MSI has long set aside a section for tweaking and overclocking called the Cell Menu, and at first glance it seems underwhelming.  D.O.T. Control is MSI's built-in overclocking method, with preset overclocks ranging from 1% up to 15%.  Directly underneath this are where the current FSB, Memory, and PCI-E clock speeds are shown, as well as the Voltages.  Under Advance DRAM Configuration are the individual memory timings with ten different options shown. 

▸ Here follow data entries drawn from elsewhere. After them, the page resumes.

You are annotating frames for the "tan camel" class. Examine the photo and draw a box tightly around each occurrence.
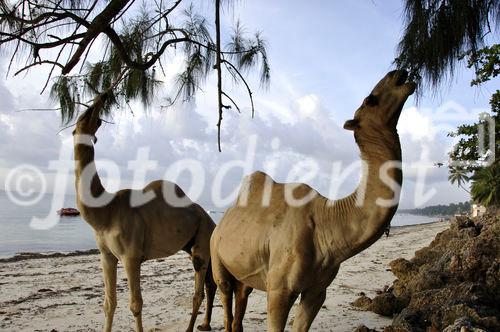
[73,98,216,331]
[210,71,415,332]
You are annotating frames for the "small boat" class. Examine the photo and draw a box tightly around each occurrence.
[57,208,80,217]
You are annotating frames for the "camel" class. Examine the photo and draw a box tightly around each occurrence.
[73,100,216,331]
[210,71,415,332]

MSI P6N Diamond : Overclocking
Over the speed limit, and loving it

To go about overclocking the P6N Diamond, we needed to switch over from an Automatic System Clock Mode to Manual, which now allowed us to input the FSB and Memory clocks directly, and separate from one another.  Although the memory clock appears to be set, there still dividers being used.  We noticed that even though we set the memory speed in at 800MHz, the actual speed shown varied a few MHz here and there.

        

Knowing the results of our past attempts at overclocking our E6300, we knew it was possible to get into the range of around 450MHz (1800 QDR) on the front side bus using nothing more than some voltage tweaks and a stock Intel cooler.  Still, we started out somewhat cautiously, bumping the board up to 1100, then 1150, 1200, and so on.  At each point, we entered Windows and ran a few applications including a SANDRA CPU performance module to see how stable the system was.


SANDRA CPU Performance

CPU-Z Motherboard Info

 

Core 2 Duo E6300 @ 2.73GHz

Core 2 Duo E6300 @ 2.73GHz


Eventually, we managed to move all the way up to a 375MHz FSB (1500 QDR), which surpassed the MSI P965 Platinum.  This was accomplished with no voltage tweaks or other modifications.  Buoyed by this, we continued on and immediately headed into a roadblock.  We found that at any speed higher than 388MHz (1550 QDR) Windows would not POST.  More disturbing was the realization that no amount of extra voltage applied to the NB or VCore would get us any higher.  Thus, we settled for running some benchmarks at 388MHz and calling it a day.  Yes, we got further than the other MSI board, but we were far shy of other 680i boards.